EXHIBITION

2 or 3 Tigers

Berlin, Berlin, 04/21/2017 - 07/03/2017

John-Foster-Dulles-Allee 10

ABOUT

Wherever humans have lived in a shared habitat with the tiger, mythology reflects the animal’s status as a liminal figure, closely related to the community, and yet marking its beyond. As a creature of mountains and borderlands, the tiger occupies a transitory zone separating civilization from wilderness, the living from the ancestor-spirit world.

As co-species and mythical symbol, the tiger plays an important role as a medium at the limits of society, carrying an imprint of how contemporary cultures have been shaped by encounters with otherness. The emblematic image of the tiger opens deep historical insights into the rapid remaking of human society since the dawn of colonial modernity.

At the same time as tigers were driven to near extinction, they leap into the imaginary of national modernity as a recurring ghost, and as symbols of national power, military might, and economic development they bind the hypermodern present to the colonial and pre-colonial past.

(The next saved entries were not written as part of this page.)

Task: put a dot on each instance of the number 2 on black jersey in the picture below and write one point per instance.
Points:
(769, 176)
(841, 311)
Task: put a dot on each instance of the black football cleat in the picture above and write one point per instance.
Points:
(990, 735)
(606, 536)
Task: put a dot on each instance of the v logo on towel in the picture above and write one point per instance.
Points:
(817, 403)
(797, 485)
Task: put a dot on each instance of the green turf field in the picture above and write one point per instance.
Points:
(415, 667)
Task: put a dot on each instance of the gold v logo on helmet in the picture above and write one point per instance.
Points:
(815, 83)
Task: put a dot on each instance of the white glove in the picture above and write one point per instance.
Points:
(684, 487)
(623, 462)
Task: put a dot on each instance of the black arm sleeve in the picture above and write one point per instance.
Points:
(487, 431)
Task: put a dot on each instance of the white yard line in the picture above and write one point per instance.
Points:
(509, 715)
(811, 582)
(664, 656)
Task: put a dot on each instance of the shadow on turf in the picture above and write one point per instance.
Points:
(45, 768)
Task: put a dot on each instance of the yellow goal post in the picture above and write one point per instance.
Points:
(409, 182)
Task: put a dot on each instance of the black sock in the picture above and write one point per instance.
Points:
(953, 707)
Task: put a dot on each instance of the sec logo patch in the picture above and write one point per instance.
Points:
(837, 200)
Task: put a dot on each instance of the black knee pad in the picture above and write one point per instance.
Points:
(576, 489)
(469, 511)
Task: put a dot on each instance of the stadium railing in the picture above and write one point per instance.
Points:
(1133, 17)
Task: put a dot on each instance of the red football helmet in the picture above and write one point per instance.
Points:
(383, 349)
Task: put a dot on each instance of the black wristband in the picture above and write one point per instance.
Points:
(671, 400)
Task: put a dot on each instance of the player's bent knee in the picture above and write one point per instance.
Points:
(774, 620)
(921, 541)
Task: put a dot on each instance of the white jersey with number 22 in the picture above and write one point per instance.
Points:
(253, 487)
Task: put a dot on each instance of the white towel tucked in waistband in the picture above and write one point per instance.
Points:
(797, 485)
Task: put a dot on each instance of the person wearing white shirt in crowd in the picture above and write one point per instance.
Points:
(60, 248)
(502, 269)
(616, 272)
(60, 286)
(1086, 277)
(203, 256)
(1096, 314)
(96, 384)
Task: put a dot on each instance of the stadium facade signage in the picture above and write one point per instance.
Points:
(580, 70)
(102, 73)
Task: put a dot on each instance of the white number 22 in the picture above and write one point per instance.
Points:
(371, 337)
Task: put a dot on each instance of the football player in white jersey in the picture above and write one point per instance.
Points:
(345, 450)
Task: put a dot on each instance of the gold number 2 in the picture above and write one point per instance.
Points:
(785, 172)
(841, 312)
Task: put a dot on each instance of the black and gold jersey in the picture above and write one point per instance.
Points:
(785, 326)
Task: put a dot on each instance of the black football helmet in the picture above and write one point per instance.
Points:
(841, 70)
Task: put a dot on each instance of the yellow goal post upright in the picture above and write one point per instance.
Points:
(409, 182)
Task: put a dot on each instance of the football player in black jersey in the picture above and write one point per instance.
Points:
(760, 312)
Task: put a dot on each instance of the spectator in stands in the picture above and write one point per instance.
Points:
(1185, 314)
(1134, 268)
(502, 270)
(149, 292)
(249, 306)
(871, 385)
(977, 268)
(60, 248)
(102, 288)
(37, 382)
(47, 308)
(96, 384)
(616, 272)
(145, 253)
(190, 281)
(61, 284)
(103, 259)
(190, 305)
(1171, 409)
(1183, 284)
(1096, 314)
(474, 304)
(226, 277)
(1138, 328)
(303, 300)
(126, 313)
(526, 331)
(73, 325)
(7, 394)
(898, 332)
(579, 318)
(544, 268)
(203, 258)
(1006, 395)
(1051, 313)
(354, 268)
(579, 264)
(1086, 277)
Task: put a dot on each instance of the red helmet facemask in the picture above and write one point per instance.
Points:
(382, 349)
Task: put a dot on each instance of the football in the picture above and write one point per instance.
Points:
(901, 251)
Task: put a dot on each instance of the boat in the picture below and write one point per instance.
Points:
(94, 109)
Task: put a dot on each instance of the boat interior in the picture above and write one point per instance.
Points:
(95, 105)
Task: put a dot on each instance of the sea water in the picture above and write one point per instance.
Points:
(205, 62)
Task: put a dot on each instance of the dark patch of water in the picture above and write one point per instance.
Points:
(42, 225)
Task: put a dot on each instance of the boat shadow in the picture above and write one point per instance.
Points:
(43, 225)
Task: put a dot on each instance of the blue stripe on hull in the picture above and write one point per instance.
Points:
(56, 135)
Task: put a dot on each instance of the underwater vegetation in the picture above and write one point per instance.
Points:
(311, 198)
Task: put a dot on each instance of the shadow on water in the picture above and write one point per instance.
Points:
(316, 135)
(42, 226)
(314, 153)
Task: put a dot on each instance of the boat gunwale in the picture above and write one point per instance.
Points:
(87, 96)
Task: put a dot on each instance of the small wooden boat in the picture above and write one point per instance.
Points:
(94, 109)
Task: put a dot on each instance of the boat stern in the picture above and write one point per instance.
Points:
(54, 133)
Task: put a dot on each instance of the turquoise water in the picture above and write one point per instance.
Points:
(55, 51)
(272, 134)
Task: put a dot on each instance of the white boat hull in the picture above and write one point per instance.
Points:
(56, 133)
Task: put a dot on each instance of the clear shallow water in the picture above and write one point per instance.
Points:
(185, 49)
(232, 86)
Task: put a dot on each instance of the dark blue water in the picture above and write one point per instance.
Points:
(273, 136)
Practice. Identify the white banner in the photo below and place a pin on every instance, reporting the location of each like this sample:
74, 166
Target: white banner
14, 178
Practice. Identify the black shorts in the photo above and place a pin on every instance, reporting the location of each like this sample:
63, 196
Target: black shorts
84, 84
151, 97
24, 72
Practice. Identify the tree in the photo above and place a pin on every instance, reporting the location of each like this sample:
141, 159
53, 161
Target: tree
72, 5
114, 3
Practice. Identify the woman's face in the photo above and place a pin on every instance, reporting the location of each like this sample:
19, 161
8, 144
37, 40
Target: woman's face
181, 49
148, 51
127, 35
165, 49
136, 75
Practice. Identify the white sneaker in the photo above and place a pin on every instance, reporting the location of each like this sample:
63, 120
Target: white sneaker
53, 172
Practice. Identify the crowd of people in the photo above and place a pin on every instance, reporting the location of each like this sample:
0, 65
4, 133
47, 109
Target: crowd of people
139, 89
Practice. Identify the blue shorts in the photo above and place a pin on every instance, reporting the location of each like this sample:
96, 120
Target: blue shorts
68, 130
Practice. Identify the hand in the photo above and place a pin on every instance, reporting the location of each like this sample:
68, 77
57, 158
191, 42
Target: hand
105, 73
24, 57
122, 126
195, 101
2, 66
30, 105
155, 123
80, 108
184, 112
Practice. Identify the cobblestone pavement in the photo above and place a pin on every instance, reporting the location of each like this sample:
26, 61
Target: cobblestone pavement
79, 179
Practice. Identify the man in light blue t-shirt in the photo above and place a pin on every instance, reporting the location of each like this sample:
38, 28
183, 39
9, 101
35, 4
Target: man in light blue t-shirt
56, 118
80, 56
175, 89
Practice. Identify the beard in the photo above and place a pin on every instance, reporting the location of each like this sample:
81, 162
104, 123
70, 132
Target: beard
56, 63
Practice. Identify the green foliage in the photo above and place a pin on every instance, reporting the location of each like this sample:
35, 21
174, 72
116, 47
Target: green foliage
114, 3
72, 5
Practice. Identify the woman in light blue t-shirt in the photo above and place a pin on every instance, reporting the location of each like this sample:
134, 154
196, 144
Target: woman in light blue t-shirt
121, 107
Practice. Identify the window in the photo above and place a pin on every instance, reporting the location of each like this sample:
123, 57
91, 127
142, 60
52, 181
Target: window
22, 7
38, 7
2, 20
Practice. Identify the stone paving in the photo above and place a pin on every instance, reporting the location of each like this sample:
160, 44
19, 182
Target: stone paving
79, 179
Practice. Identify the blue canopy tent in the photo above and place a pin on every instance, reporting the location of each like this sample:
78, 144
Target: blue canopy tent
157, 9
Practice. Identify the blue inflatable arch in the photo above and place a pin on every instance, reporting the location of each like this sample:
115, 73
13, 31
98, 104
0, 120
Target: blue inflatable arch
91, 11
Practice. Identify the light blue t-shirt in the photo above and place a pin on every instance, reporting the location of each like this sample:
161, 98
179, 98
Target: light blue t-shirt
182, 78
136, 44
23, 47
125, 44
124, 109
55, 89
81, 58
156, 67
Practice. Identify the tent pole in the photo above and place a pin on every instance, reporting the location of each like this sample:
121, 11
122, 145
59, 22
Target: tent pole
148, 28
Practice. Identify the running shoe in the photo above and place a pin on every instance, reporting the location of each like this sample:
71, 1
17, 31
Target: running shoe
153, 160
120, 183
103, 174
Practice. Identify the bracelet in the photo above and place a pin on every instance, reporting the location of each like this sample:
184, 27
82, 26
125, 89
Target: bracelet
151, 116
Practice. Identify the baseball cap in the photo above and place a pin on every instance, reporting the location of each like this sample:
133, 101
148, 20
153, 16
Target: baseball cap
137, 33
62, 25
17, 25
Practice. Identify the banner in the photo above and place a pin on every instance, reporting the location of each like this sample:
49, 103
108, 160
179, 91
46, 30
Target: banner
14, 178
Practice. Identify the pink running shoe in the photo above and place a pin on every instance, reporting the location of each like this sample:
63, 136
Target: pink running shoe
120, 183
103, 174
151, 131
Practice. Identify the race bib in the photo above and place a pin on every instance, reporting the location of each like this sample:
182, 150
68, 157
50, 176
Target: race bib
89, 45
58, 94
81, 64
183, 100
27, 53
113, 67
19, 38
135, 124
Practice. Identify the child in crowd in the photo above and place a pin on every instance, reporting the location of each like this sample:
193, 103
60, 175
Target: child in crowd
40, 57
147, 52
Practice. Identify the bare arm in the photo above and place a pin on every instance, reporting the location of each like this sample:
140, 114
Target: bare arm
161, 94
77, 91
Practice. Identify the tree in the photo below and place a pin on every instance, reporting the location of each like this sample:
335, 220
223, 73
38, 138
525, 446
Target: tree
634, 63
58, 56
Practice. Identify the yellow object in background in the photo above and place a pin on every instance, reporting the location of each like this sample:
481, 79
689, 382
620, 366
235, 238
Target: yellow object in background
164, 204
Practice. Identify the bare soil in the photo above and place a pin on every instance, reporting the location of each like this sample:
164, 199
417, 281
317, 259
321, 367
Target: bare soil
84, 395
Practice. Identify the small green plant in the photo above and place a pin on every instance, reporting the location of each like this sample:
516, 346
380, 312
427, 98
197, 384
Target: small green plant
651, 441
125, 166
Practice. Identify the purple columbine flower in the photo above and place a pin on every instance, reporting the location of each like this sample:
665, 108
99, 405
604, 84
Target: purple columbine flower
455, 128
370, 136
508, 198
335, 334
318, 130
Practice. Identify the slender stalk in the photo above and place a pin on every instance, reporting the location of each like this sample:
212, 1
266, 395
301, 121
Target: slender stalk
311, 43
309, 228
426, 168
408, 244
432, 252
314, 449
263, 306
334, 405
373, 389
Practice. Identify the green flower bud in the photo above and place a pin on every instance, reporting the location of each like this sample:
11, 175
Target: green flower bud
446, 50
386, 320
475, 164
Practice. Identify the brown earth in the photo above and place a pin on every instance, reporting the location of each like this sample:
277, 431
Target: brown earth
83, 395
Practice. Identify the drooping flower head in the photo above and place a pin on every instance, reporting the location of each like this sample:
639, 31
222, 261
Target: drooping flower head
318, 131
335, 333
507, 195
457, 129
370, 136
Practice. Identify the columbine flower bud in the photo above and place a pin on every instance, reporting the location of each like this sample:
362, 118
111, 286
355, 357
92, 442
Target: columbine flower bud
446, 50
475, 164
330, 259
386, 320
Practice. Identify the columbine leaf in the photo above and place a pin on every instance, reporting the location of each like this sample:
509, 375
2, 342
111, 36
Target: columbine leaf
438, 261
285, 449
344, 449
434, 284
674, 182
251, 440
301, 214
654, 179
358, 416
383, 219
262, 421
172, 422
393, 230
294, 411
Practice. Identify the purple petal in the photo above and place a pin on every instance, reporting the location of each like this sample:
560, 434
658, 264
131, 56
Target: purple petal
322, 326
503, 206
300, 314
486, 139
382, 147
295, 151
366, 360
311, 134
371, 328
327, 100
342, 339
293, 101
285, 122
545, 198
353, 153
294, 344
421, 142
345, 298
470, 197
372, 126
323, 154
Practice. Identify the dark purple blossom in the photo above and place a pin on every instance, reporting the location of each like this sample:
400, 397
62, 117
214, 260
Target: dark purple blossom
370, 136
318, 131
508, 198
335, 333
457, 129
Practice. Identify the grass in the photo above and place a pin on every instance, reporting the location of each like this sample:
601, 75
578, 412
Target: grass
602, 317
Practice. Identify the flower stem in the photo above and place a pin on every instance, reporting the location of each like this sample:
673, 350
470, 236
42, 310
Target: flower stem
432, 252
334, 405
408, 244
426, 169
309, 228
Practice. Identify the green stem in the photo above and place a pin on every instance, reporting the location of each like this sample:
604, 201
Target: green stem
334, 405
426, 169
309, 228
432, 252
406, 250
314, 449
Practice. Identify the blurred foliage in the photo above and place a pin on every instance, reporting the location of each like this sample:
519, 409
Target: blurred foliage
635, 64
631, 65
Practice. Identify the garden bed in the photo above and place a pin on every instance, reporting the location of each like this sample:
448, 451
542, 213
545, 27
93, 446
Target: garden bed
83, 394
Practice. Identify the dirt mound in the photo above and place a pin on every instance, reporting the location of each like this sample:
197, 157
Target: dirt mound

The works in the exhibition approach collective memories by questioning the historical nature of mediation, including its means of representation. They reflect on the changing nature of mass media and search for complex images that serve as sites for shared experiences of history. 2 or 3 Tigers derives its title from the work of artist, filmmaker and theater creator Ho Tzu Nyen, who explores the shifting shapes of tigers and were tigers in the ancient and modern mythology of Malaysia and Singapore.